Weinstein believes, to the contrary, that the trial exhibit was Hiss’s machine, which would explain why experts could not distinguish their typing. He arrives at this conclusion by hypothesizing that the typewriter salesman (1) retired from his company, (2) stole a machine one half year later from his former employer, and (3) sold the machine to the partner of Hiss’s father-in-law. The salesman insisted to the FBI that he sold no machines after retiring, so under Weinstein’s theory, (4) the salesman is not only a thief and a disloyal ex-employee but also a liar. Weinstein’s evidence? Virtually none – but the salesman was dead and couldn’t sue Weinstein for libel (as others have). Weinstein’s theory is not merely far-fetched. It doesn’t explain all the facts. What explains the tool markings, excessive solder, and extensive signs of alteration outside the factory that Hiss’s expert noted on the trial exhibit but no other machine of the same brand and vintage?
Weinstein deals with this point by never mentioning this expert and his conclusions. Either one believes Weinstein’s far-fetched theory about the lying, stealing, disloyal salesman or one must accept that there were two distinct machines – one with signs of extensive alteration – which produced indistinguishable typewriting. In denying Hiss’s motion for a new trial, the judge noted that it was inconceivable that Chambers had the expertise and resources to have forged trial evidence and furthermore he would not have known where to position it. I wonder if the judge would have ruled differently if he had known that Military Intelligence was proficient at typed forgery and that one of its elite spy-catchers, masquerading as chief investigator for the defense, had been initially responsible for the search for Hiss’s typewriter.
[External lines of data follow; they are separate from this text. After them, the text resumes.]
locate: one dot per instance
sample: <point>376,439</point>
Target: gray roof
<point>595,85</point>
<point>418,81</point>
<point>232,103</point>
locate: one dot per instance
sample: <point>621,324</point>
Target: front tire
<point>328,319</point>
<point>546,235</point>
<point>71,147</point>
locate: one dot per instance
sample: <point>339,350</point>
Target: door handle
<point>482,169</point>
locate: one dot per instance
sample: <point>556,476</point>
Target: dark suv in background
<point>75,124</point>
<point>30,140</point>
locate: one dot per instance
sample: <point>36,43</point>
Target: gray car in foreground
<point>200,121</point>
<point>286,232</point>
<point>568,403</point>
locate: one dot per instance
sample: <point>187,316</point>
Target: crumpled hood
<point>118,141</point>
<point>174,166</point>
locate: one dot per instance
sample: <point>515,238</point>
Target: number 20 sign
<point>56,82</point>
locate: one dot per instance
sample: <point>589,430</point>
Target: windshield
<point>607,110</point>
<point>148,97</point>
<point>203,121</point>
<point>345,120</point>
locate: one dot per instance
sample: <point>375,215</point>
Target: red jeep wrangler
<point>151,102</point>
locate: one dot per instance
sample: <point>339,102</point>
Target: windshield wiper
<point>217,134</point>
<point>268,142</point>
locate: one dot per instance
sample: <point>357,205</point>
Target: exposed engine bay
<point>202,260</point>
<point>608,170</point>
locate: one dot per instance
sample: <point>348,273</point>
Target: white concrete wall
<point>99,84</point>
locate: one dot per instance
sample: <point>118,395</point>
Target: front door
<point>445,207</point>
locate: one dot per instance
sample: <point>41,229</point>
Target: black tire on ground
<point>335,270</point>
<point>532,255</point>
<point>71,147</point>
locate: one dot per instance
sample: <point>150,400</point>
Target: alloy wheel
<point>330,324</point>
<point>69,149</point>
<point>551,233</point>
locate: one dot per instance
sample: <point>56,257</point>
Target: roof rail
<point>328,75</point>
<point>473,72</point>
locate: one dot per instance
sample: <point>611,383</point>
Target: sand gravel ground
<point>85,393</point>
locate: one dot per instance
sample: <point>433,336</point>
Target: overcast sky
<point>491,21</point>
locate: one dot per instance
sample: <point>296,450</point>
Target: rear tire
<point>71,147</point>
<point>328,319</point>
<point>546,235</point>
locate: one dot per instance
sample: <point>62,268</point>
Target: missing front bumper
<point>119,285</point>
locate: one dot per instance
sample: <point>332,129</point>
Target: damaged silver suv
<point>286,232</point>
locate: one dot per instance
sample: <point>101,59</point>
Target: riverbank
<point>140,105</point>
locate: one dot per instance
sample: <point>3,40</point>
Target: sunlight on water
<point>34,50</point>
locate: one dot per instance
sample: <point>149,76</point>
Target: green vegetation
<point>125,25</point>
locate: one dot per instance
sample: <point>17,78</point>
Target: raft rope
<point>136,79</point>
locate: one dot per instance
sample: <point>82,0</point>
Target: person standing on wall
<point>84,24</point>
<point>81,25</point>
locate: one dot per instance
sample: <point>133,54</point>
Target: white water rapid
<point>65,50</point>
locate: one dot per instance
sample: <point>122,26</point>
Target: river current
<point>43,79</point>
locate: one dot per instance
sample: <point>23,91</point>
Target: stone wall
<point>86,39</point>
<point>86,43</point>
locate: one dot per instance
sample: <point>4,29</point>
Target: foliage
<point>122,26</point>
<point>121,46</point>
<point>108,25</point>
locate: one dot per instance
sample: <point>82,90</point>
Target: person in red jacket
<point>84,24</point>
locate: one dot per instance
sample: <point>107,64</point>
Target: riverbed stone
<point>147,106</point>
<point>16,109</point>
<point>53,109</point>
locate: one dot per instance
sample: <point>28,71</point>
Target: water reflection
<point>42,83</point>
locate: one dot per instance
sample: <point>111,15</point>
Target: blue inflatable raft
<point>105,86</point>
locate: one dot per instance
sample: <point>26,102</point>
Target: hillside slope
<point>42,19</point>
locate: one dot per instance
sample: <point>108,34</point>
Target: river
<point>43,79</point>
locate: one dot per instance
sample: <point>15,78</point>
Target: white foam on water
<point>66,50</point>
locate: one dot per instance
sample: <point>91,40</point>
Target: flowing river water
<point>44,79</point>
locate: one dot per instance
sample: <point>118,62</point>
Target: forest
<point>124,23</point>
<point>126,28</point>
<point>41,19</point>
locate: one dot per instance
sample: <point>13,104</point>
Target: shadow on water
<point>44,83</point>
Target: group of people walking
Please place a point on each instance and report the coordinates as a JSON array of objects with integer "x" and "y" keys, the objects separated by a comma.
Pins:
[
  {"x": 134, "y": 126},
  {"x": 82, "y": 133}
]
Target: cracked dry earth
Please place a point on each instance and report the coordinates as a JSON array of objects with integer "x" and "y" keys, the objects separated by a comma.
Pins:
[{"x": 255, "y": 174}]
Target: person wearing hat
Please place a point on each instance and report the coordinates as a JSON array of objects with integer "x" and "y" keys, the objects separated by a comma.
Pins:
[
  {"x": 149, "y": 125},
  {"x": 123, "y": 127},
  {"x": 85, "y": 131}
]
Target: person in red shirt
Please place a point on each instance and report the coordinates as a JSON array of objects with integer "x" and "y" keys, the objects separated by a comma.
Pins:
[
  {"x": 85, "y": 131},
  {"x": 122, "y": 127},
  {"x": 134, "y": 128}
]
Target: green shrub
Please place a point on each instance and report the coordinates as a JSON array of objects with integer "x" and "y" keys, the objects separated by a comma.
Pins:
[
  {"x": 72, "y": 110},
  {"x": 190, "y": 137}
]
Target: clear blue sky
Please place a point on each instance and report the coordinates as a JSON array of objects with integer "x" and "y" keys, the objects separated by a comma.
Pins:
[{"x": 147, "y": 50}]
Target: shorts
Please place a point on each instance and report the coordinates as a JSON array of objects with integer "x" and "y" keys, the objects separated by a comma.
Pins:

What do you hope happens as a result of your research?
First, I hope the Army releases unredacted all files pertaining to Alger Hiss (investigative, operational, etc.) including all of those in which Horace Schmahl was involved, and I hope the CIA does as well. Currently the Army’s IRR file on Alger Hiss at the National Archives consists almost entirely of newspaper clippings, whereas files on lower level suspects contain reams of Army-generated reports. More than half a century has elapsed since these investigations and operations occurred, and the Soviet Union has collapsed. What possible national security justification does our government have for withholding this information from the American public?
Second, I hope some young, energetic researchers with training more appropriate than mine for this project review my preliminary findings critically in light of these additional files, correct my mistakes, extend my insights, and reach their own conclusions. I look forward to reading what they learn.